Just a little over a week after deciding that non-physicians such as nurse practitioners and physician assistants should be able to provide first-trimester abortions, a federal judge on Tuesday vacated his order, saying he instead wants to hear more evidence during an upcoming trial.
The case, filed by several abortion clinics against numerous state officials responsible for enforcing regulations around abortions, is due to go to trial on Monday. But Judge Henry E. Hudson of the U.S. District Court for the Eastern District of Virginia had already issued a judgment last week in which he agreed with the plaintiffs that non-physician clinicians should be allowed to perform first-trimester abortions.
With his decision to vacate that judgment, though, the legitimacy of Virginia’s physician-only law will now be decided at trial, alongside other regulations like the state’s rules on abortion patients receiving ultrasounds and requiring second-trimester abortions to be performed in hospitals.

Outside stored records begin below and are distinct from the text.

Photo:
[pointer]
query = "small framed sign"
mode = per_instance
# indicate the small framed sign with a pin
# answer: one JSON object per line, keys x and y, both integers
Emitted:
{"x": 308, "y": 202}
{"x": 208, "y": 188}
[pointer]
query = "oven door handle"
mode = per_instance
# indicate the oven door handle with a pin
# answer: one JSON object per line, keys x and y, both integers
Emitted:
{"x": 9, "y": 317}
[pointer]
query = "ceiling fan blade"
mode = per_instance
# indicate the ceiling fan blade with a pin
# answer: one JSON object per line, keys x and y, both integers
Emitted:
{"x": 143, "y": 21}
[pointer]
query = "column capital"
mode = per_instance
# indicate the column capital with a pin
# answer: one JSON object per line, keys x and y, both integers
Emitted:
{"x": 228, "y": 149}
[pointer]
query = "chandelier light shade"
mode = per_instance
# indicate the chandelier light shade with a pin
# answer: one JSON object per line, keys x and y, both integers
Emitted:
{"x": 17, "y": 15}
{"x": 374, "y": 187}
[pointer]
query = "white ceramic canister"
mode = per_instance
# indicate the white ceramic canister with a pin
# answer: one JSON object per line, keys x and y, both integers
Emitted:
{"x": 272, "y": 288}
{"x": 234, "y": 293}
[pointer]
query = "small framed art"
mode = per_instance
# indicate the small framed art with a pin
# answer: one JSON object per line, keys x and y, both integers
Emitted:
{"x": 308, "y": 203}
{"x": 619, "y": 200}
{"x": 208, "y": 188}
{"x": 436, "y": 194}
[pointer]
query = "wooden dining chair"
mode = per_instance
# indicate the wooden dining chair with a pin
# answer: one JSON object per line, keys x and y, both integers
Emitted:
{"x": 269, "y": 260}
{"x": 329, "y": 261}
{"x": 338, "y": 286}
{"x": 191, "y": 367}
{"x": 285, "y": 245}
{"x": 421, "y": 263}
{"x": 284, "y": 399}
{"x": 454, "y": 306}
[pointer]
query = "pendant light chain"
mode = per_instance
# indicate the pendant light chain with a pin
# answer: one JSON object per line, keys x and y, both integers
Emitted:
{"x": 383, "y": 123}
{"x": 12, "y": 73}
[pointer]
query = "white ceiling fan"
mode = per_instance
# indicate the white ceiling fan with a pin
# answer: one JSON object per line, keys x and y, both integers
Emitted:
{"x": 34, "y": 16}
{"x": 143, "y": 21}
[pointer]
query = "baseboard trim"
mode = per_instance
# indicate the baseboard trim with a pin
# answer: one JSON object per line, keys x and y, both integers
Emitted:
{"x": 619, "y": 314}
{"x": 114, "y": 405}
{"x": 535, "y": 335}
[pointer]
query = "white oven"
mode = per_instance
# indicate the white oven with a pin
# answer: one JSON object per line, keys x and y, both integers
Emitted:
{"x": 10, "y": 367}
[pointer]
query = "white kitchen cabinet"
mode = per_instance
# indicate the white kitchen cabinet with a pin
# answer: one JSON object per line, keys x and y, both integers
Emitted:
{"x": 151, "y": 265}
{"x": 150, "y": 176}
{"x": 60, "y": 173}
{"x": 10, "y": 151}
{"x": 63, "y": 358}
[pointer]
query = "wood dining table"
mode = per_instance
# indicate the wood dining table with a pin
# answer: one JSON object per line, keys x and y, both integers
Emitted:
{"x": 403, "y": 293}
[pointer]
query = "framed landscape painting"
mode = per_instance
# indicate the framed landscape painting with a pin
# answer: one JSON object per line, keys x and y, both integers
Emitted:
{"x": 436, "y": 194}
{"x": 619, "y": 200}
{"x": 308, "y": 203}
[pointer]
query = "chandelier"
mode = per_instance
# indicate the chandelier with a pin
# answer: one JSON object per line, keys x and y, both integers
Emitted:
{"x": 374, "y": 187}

Plaintiffs argue that several Virginia regulations present an “undue burden” on women seeking abortion care, and should be overturned. Though at first agreeing with them when it comes to first-trimester abortions, Hudson wrote on Tuesday that whether or not the physician-only law truly “presents an undue burden to Virginia women who seek an abortion is a material fact that is genuinely in dispute.
“The court is of the opinion that summary judgment was improvidently awarded,” he added.

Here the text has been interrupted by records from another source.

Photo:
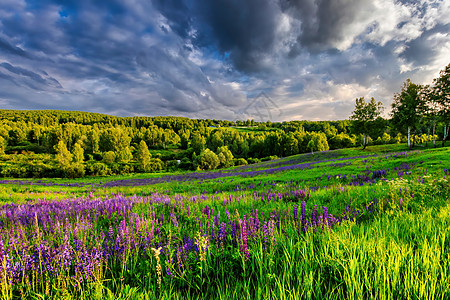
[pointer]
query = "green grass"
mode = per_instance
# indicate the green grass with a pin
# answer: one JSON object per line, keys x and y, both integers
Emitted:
{"x": 396, "y": 246}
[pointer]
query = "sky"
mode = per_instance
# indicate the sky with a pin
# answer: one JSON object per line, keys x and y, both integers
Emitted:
{"x": 276, "y": 60}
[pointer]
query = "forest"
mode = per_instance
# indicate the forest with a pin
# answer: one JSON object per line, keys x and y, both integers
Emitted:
{"x": 50, "y": 143}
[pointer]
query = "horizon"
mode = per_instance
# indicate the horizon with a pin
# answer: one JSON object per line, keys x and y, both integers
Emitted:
{"x": 222, "y": 60}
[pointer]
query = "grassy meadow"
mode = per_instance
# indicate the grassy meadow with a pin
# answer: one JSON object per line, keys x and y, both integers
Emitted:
{"x": 342, "y": 224}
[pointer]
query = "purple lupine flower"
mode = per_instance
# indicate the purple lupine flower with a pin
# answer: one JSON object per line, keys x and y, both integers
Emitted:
{"x": 325, "y": 217}
{"x": 314, "y": 216}
{"x": 295, "y": 212}
{"x": 243, "y": 249}
{"x": 303, "y": 224}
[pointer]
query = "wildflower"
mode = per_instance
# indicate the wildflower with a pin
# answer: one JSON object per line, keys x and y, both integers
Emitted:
{"x": 157, "y": 252}
{"x": 244, "y": 249}
{"x": 202, "y": 243}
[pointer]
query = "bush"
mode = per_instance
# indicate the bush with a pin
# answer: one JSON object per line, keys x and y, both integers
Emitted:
{"x": 240, "y": 162}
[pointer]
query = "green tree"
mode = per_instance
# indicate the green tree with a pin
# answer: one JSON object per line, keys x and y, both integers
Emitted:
{"x": 440, "y": 95}
{"x": 144, "y": 156}
{"x": 63, "y": 156}
{"x": 406, "y": 109}
{"x": 78, "y": 153}
{"x": 225, "y": 157}
{"x": 364, "y": 115}
{"x": 109, "y": 157}
{"x": 207, "y": 160}
{"x": 198, "y": 142}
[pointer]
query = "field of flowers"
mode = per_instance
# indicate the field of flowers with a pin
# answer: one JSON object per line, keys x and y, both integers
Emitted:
{"x": 333, "y": 225}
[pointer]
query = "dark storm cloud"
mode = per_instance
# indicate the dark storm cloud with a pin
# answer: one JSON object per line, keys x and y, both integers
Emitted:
{"x": 203, "y": 58}
{"x": 323, "y": 21}
{"x": 244, "y": 30}
{"x": 8, "y": 48}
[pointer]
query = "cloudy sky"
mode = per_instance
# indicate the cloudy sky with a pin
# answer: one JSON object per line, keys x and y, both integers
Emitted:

“There is overwhelming evidence that medical professionals other than physicians can safely and effectively provide abortion care,” Jenny Ma, an attorney with the Center for Reproductive Rights, which is representing the defendants, said in an emailed statement. “We will be presenting this evidence at trial next week.”
Kevin Walsh, a University of Richmond School of Law professor, said it is unusual for a judge to vacate his decision “but I wouldn’t read too much into it.
“All he’s saying is: I want a fully developed factual record before I make a final determination,” Walsh said. “It’s notable in one sense that he granted summary judgment and then vacated it, but, in a case like this where you’re going to trial anyhow, it kind of makes sense that he wouldn’t want the facts as presented at trial to be limited.”